Créer un lieu de travail sûr

Selon l’équipe de recherche, une piste d’amélioration de ces conditions de travail passe par l’adaptation des infrastructures. La mise à disposition de sanitaires à proximité des lieux de prostitution représente un exemple de préconisation simple. Un projet plus ambitieux a également été proposé: la création d’un lieu innovant qui permettrait de réduire les risques liés au travail du sexe. «Les TdS devraient avoir accès à des lieux qui pratiquent des tarifs de location corrects, afin de limiter les passes dans les voitures ou à domicile, détaille Jenny Ros. Aujourd’hui, la seule alternative consiste à travailler en salon, mais les loyers sont parfois exorbitants. Et ce lieu devrait aussi permettre de proposer aux TdS des prestations sociales plus larges que celles offertes actuellement par les associations, notamment pour les aider à sortir de l’isolement dont beaucoup disent souffrir.»

La santé mentale constitue par exemple un levier majeur pour améliorer la qualité de vie des TdS: alors qu’ils sont plus à risques de souffrir de troubles psychiques, ils accèdent peu aux soins. «Il n’y a malheureusement pas assez de professionnel·les formés pour prendre en charge ces patient·es et répondre à des besoins aussi spécifiques», indique Jenny Ros. La chercheure espère à l’avenir une meilleure collaboration entre associations et soignant·es, peut-être au sein de ce futur lieu expérimental, dont le projet est encore à l’étude. Le chemin promet cependant un certain nombre d’embûches selon elle: «La stigmatisation peut aussi porter sur les projets liés au travail du sexe. Il n’est pas toujours aisé d’obtenir des fonds de recherche sur ces sujets, ni des financements publics. On constate parfois une peur des institutions d’être associées à cette thématique sensible.»
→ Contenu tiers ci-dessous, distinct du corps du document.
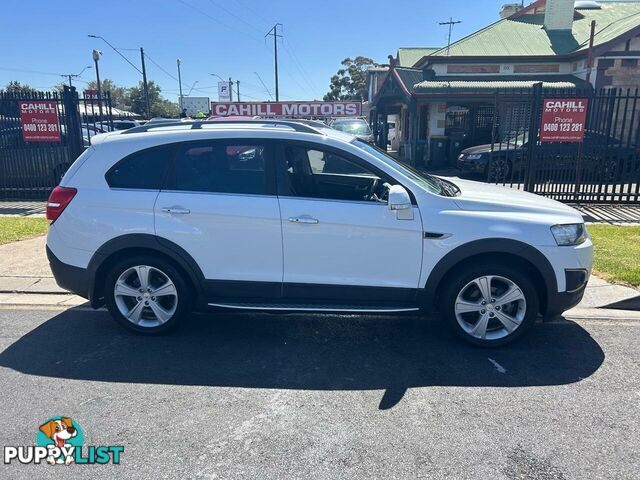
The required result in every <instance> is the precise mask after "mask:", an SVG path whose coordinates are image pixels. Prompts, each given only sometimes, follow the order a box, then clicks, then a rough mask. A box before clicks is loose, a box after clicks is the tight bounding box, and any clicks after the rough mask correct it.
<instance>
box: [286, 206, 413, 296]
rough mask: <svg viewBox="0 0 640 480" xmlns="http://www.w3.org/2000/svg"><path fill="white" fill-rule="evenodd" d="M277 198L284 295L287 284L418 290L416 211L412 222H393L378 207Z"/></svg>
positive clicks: (387, 207) (379, 206) (385, 211)
mask: <svg viewBox="0 0 640 480" xmlns="http://www.w3.org/2000/svg"><path fill="white" fill-rule="evenodd" d="M279 200H280V209H281V212H282V233H283V248H284V282H285V285H284V295H285V297H286V296H288V291H287V283H307V284H329V285H344V286H377V287H402V288H417V287H418V281H419V277H420V269H421V265H422V242H423V240H422V223H421V220H420V214H419V213H418V212H417V211H415V212H414V215H413V218H414V219H413V220H398V219H397V218H396V212H394V211H391V210H389V208H388V207H387V205H386V204H381V203H375V202H343V201H334V200H322V199H307V198H293V197H280V199H279ZM414 208H416V207H414ZM416 210H417V208H416ZM290 219H291V220H290ZM295 219H303V220H304V221H295ZM292 220H293V221H292ZM308 220H317V223H314V222H311V221H308Z"/></svg>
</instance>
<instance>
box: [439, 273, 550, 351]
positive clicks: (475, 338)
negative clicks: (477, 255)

Des aides covid pas assez adaptées

La pandémie de Covid-19 a eu des conséquences majeures sur l’activité des travailleuses et travailleurs du sexe (TdS), auxquels il a été interdit d’exercer dans toute la Suisse durant la première période de confinement au printemps 2020 puis, selon les cantons, de nouveau à l’automne suivant. Cette crise sanitaire a encore aggravé la situation de celles et ceux qui se trouvaient déjà dans des situations précaires. Les TdS qui tirent leurs revenus uniquement de la prostitution ont été les plus touchés. Pourtant, de nombreuses aides ont été mises en place par la Confédération et les cantons pour pallier les pertes de revenus. Des aides qui seraient cependant peu adaptées aux TdS. «Pour demander une aide financière, les travailleuses et travailleurs indépendants devaient, par exemple, disposer d’une comptabilité à jour avec des déclarations de revenus des années précédentes, illustre Jenny Ros, collaboratrice scientifique à la HETSL. Or les TdS les plus précaires n’ont pas forcément tout cela. De plus, la fermeture des administrations a contraint les usagères et les usagers à faire toutes les démarches en ligne, ce qui constitue un frein pour une partie des personnes, à cause de la barrière de la langue ou par manque de connaissance des outils numériques.» Une inadéquation entre les aides et la population concernée qui les a donc rendues en partie inefficaces. «Les associations de soutien aux TdS, comme Fleur de Pavé, n’ont cessé d’innover durant cette période pour s’adapter aux besoins de leurs bénéficiaires malgré des moyens limités. Durant le confinement, elles se sont mobilisées pour parer au plus pressé, ont distribué de la nourriture et des vêtements, mais également organisé des levées de fonds pour soutenir les TdS les plus démunis», rappelle Milena Chimienti, professeure à la HETS-GE. Au-delà de sa phase aiguë, la pandémie risque d’avoir un impact à plus long terme sur le travail du sexe. Depuis 2020, le télétravail a pris de l’ampleur, la vie nocturne a été bouleversée, des établissements ont fermé: autant de changements qui pourraient concourir à réduire de manière significative l’activité des TdS et augmenter encore la vulnérabilité des plus précaires.